The mesh employed to perform the simulations is shown in Figure 3. It has 116640 elements and 133497 nodes. In the central line, where the two plates are joined, the density of elements was increased since there is a high temperature gradient. The mesh was created as structured, this means that the discretization error induced by low quality elements is minimal.
2.3 Boundary conditions
Two boundary conditions were applied. The first consisted of convective heat transfer from the surfaces to the surrounding air, which was imported from the ANSYS library. The second was the energy input, where the parameters employed for its calculation are listed in Table 1. The chosen travel speeds of the applied energy were varied from 120 to 300 [mm/min]. All values related to arc welding energy were entered using the moving heat source extension.
3 Results and discussion
The effect of the travel speed was determined by the thermal behavior calculated from the model. The temperature values were obtained from the center point of the bottom face of the plates, since this point is on the face opposite to the one where the heat input is applied. Therefore, if the fusion point is reached there, full penetration will be guaranteed.

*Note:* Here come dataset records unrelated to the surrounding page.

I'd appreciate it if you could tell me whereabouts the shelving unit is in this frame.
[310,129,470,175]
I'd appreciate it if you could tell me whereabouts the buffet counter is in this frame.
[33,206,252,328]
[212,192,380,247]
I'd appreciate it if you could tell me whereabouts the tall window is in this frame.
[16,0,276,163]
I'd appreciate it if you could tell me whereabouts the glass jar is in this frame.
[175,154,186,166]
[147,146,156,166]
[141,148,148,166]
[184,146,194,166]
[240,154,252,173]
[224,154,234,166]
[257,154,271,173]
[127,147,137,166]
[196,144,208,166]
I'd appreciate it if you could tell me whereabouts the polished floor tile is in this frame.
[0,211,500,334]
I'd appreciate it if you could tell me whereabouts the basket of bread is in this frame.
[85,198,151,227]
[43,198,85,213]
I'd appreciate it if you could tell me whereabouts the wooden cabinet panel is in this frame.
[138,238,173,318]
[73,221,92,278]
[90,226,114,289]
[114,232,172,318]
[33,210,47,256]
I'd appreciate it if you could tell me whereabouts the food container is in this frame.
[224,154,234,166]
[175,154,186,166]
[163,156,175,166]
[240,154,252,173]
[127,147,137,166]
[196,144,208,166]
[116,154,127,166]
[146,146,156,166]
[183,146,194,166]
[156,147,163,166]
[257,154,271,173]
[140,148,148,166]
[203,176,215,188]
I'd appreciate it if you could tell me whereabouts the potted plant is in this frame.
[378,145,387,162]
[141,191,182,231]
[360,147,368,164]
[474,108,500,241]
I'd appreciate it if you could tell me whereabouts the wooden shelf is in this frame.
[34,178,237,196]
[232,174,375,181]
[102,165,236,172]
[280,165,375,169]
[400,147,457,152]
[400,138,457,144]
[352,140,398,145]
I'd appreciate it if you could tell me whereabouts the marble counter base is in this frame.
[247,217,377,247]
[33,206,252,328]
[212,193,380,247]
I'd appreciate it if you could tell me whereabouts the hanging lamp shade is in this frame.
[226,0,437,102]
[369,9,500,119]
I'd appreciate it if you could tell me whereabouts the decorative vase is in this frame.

Figure 4 illustrates the temperature variation in the first 50 seconds for each velocity. From the different curves, it can be observed that the peak temperature decreases while the welding travel speed increases, this occurred due to the shorter time exposed to heat input. Additionally, the travel speeds equal to 135 [mm/min] and 120 [mm/min] were the only ones that exceeded the fusion point of ASTM A36 Structural
Likewise, the temperature contours were analyzed at the time when the maximum temperature value was reached. Figure 5 shows the five contours obtained for each travel speed at that point. In this case it can also be concluded that the speeds that allow complete melting through the plate were 135 [mm/min] and 120 [mm/min]. However, the speed that would be defined as optimum would be 120 [mm/min], since this has a smaller heat affected zone.
4 Conclusion
The modeling of the thermal behavior when an electric arc welding process is applied was simulated using ANSYS software. It was possible to simulate the temperature variation in the center of the bottom face of the geometry. When the travel speed was 300 [mm/min] the maximum temperature reached was 1043.3 [C] and when it was decreased to 120 [mm/min] the maximum value calculated was 1690.7 [C]. Because of this, it was conceivable to conclude that the increase in the travel speed causes a decrease in the maximum temperature. This must be considered, since in order to properly weld the two plates, the melting point must be exceeded on both the upper and lower faces.
The temperature contours of the different velocities were compared. It could be determined that of the velocities that managed to exceed the melting point, 120 and 135 [mm/min], the one with the lowest value is the optimum. This is because continuing to increase the speed would only enlarge the heat-affected zone.
This work demonstrated the usefulness of computational methods in the study of thermal effects when welding is applied. In this case, the travel speed was evaluated, however, it is also possible to study more variables such as the geometry or the applied energy.